Johnson & Johnson to appeal

A spokeswoman for Johnson & Johnson said the company intends to seek further review of the ruling by the Supreme Court of Missouri. The company refuted the claim that its talcum products cause adverse health effects. 

“We continue to believe this was a fundamentally flawed trial, grounded in a faulty presentation of the facts,” spokeswoman Kim Montagnino said. “We remain confident that our talc is safe, asbestos free and does not cause cancer.” 

The court upheld the $500 million in damages awarded to the women who sued the company but agreed to slash the total damages to $2.1 billion. 

Johnson & Johnson is facing thousands of lawsuits filed on behalf of long-time consumers who claim the company’s products contained cancer-causing asbestos. Mark Lanier, the lawyer who represented the women in this trial, called the company’s handling of the asbestos issue “reprehensible” and urged consumers to dispose of any baby powder they may have in their home. 

Baby powder pulled in North America

Last month, Johnson & Johnson announced that it would permanently discontinue about 100 of its products, including Johnson & Johnson Baby Powder.

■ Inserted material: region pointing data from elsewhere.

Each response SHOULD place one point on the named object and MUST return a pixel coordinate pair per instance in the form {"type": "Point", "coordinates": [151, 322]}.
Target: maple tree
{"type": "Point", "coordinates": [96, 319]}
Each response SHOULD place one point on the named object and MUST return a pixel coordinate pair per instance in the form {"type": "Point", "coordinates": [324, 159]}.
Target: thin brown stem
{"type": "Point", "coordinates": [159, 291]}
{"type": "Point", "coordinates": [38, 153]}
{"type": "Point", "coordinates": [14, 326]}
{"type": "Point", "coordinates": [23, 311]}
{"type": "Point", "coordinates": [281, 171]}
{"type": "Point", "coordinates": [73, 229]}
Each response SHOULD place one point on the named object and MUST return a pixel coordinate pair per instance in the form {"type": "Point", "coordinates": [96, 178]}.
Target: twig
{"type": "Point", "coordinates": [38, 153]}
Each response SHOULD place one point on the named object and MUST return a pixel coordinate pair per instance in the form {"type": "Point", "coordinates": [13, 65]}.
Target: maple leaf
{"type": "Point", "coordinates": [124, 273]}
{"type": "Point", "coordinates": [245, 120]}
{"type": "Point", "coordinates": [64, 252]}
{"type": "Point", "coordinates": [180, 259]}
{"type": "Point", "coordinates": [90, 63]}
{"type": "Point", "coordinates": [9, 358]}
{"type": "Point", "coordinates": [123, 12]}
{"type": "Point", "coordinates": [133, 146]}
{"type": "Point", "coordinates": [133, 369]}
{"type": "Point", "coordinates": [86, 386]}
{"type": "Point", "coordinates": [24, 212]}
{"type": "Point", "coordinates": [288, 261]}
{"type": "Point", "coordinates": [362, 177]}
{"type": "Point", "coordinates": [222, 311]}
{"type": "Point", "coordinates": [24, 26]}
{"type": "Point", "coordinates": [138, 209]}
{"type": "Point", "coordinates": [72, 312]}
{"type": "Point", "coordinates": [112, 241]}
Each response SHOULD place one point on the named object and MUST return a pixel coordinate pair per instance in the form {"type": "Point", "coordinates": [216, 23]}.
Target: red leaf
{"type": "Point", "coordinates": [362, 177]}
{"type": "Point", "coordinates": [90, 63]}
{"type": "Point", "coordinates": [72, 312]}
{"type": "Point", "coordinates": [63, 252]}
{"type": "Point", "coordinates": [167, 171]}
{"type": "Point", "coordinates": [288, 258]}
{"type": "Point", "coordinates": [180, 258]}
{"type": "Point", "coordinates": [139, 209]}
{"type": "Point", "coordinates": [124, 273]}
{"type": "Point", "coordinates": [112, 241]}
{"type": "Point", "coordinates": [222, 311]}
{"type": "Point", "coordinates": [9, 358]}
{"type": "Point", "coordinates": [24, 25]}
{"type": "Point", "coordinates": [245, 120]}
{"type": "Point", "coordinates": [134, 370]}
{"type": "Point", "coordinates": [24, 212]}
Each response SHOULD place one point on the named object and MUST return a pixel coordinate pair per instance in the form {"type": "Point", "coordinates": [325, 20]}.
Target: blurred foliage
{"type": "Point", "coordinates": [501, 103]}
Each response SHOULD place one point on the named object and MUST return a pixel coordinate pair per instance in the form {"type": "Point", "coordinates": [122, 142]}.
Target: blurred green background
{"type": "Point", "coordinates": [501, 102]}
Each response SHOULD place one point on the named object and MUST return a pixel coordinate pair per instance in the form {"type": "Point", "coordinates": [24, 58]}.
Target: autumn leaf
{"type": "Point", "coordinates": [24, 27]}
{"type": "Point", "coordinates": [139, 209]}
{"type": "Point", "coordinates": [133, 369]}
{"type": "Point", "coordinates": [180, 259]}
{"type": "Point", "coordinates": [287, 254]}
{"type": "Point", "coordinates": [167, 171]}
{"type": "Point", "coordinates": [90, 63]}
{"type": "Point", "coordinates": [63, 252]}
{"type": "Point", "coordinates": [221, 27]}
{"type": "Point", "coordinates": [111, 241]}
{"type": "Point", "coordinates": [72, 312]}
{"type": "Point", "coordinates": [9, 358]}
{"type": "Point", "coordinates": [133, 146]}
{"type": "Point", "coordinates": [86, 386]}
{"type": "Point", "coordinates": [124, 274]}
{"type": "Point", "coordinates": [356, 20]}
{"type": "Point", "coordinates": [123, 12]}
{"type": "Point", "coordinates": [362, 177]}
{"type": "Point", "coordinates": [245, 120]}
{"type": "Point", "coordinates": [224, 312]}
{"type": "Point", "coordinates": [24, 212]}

At the time of the announcement, the company continued to deny that its products cause cancer. 

“Demand for talc-based Johnson’s Baby Powder in North America has been declining due in large part to changes in consumer habits and fueled by misinformation around the safety of the product and a constant barrage of litigation advertising,” the company said in a May statement. 

Company officials added that they remain “steadfastly confident in the safety of talc-based Johnson’s Baby Powder” and will continue to market the product in other parts of the world.